Claude Code sucks but is still useful: experiences maintaining Julia’s SciML scientific computing infrastructure

So it’s pretty public that for about a month now I’ve had 32 processes setup on one of the 64 core 128gb RAM servers to just ssh in, tmux to a window, and tell it to slam on some things non-stop. And it has been really successful!… with the right definition of success. Let me explain.

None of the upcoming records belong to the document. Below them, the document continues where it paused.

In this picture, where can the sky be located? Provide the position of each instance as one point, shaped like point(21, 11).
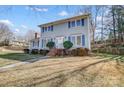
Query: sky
point(22, 18)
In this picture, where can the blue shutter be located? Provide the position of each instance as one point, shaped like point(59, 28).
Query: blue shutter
point(83, 40)
point(42, 29)
point(69, 38)
point(42, 43)
point(82, 22)
point(69, 24)
point(51, 27)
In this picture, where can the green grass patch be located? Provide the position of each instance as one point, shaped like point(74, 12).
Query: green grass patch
point(113, 57)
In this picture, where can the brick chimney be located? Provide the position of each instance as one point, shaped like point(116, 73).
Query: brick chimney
point(36, 35)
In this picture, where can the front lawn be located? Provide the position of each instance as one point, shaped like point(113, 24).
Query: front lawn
point(93, 71)
point(10, 57)
point(112, 57)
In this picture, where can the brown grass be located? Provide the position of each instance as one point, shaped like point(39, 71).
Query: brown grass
point(69, 71)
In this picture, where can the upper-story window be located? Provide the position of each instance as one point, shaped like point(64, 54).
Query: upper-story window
point(49, 28)
point(73, 23)
point(45, 28)
point(82, 22)
point(78, 22)
point(42, 29)
point(69, 25)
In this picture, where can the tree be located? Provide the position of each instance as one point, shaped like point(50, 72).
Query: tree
point(30, 35)
point(5, 33)
point(67, 44)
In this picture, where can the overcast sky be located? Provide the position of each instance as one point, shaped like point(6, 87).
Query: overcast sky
point(22, 18)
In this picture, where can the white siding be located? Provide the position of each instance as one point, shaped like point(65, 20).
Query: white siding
point(62, 30)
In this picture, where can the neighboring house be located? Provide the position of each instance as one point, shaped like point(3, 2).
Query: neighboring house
point(75, 29)
point(34, 43)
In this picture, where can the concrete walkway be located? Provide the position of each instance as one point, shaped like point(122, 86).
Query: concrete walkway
point(22, 63)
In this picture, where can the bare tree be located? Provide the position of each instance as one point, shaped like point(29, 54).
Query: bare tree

This is a repost of the long post in the Julia Discourse.

* How is Claude being used, and how useful has it been?

j-bowhay, post:1, topic:131009

I think the first will answer the others. Basically, Claude is really not smart at all. There is no extensive algorithm implementat…

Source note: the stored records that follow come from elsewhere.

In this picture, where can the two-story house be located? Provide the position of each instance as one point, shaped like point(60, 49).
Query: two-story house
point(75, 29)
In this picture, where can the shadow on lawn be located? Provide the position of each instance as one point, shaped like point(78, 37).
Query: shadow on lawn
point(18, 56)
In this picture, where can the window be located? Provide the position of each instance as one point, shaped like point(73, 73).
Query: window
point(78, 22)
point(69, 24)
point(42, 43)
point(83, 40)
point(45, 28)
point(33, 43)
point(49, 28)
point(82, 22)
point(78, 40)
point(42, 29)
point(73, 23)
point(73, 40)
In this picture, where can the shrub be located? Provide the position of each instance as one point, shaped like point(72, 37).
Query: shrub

Claude Code sucks but is still useful: experiences maintaining Julia’s SciML scientific computing infrastructure

This is a repost of the long post in the Julia Discourse.

* How is Claude being used, and how useful has it been?

j-bowhay, post:1, topic:131009

I think the first will answer the others. Basically, Claude is really not smart at all. There is no extensive algorithm implementation that has come from AI. I know some GSoCers and SciML Small Grants applicants have used AI (many without disclosure) but no wholesale usage has actually worked. And not even for me either. Claude can only solve simple problems that a first year undergrad can do, it can’t do anything more, it’s pretty bad. For people who can use it for more, it’s probably some standard Javascript or Android app that is the 20,000th version of the same thing, and yes it probably is copying code. But by definition most of what we have to do in SciML, especially these days, is a bit more novel on the algorithmic side and so Claude is really bad at trying to get anything right.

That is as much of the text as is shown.